Children classified as having IBD-U are a heterogeneous group of patients. Variability in the application of this term among clinicians has resulted in general misconceptions, including widespread differences in the reported prevalence and confusion regarding the natural history of IBD-U. Patients with IBD-U are often excluded from clinical trials, thus interfering with our ability to gain knowledge regarding the clinical course and the efficacy of treatment regimens in these patients. While efforts have been made to standardize diagnostic criteria of IBD-U, disagreement and confusion persist. Additionally, the often-transient nature of this diagnosis makes prospectively observational and randomized studies a challenge. Pediatric patients with IBD-U are typically reclassified as UC or CD, with children under 6 years of age having a greater predisposition for eventual diagnosis of CD. Emerging understanding of noninvasive diagnostic tools such as serological and fecal markers should improve initial diagnostic classification of pediatric IBD and thus decrease the number of patients classified as IBD-U. We suspect that patients who, despite new technologies, maintain a diagnosis of IBD-U will be a more homogenous group of patients, potentially with a distinct disease entity.

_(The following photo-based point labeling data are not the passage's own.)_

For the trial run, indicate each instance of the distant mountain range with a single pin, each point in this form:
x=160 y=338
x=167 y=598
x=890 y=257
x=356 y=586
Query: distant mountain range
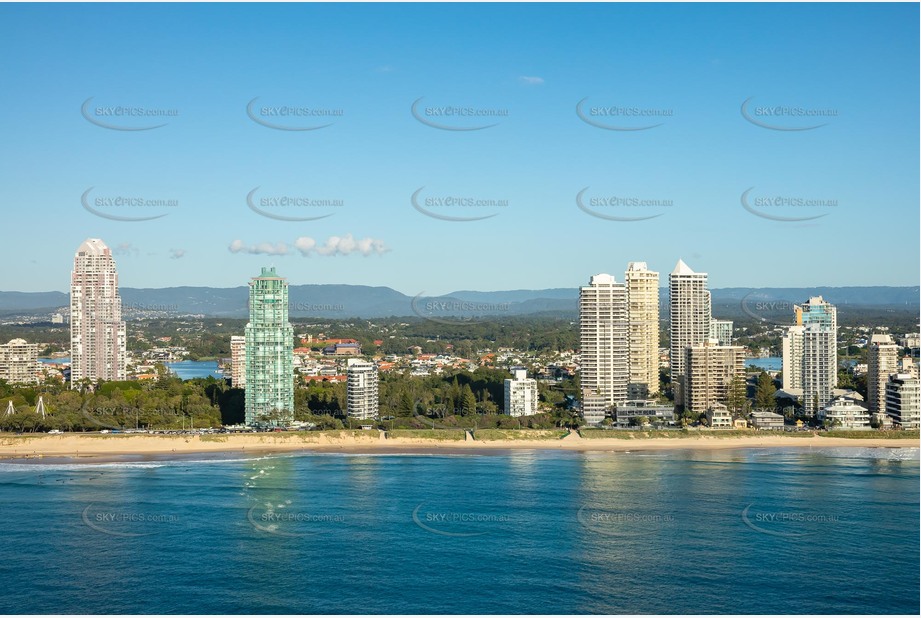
x=360 y=301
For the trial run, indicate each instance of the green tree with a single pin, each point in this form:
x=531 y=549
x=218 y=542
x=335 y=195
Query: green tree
x=468 y=405
x=735 y=399
x=764 y=392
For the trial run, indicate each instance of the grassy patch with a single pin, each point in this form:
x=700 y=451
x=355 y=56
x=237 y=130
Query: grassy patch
x=212 y=438
x=519 y=434
x=429 y=434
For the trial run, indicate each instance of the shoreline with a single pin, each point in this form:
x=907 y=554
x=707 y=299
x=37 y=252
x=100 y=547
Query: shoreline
x=93 y=447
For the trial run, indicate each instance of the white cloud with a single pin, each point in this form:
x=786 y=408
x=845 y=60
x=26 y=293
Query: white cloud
x=307 y=246
x=263 y=248
x=125 y=248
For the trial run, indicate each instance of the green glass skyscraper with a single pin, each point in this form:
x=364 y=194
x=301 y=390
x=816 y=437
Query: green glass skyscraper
x=269 y=352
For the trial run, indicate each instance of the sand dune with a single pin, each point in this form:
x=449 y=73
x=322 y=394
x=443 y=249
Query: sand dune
x=94 y=445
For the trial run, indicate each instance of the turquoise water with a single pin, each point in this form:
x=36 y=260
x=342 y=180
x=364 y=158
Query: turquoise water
x=186 y=370
x=827 y=530
x=770 y=363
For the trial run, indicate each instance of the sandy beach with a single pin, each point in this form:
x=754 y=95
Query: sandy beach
x=97 y=445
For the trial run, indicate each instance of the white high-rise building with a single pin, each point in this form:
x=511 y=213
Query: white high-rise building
x=721 y=330
x=269 y=396
x=882 y=361
x=19 y=362
x=710 y=371
x=520 y=393
x=810 y=354
x=97 y=332
x=238 y=361
x=643 y=323
x=792 y=349
x=903 y=400
x=362 y=389
x=604 y=359
x=820 y=369
x=689 y=319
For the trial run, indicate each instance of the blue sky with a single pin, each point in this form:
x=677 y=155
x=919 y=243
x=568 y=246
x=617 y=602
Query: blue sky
x=853 y=68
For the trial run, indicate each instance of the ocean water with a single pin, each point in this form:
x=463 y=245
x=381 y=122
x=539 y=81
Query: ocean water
x=186 y=370
x=822 y=530
x=768 y=363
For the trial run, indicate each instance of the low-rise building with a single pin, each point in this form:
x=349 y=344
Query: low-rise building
x=718 y=417
x=845 y=413
x=594 y=408
x=520 y=393
x=765 y=419
x=655 y=413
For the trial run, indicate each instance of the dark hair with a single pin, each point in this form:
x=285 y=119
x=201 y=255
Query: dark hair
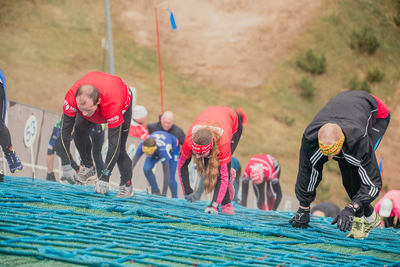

Given current knowledge of IBD-U, we suggest utilization of medical management with agents that are effective in both CD and UC (i.e. steroids, salicylates, immunomodulators, and infliximab); specific therapies should be chosen based on disease location, severity, estimation of risk for recurrence, and potentially yet to be defined biomarkers. Although IBD-U patients who undergo surgical therapy such as colectomy and IPAA may be at higher risk of postoperative complications, these patients appear to have similar functional outcomes. Therefore, surgical therapy should not be withheld from IBD-U patients with refractory disease, once an attempt has been made to reclassify their disease status.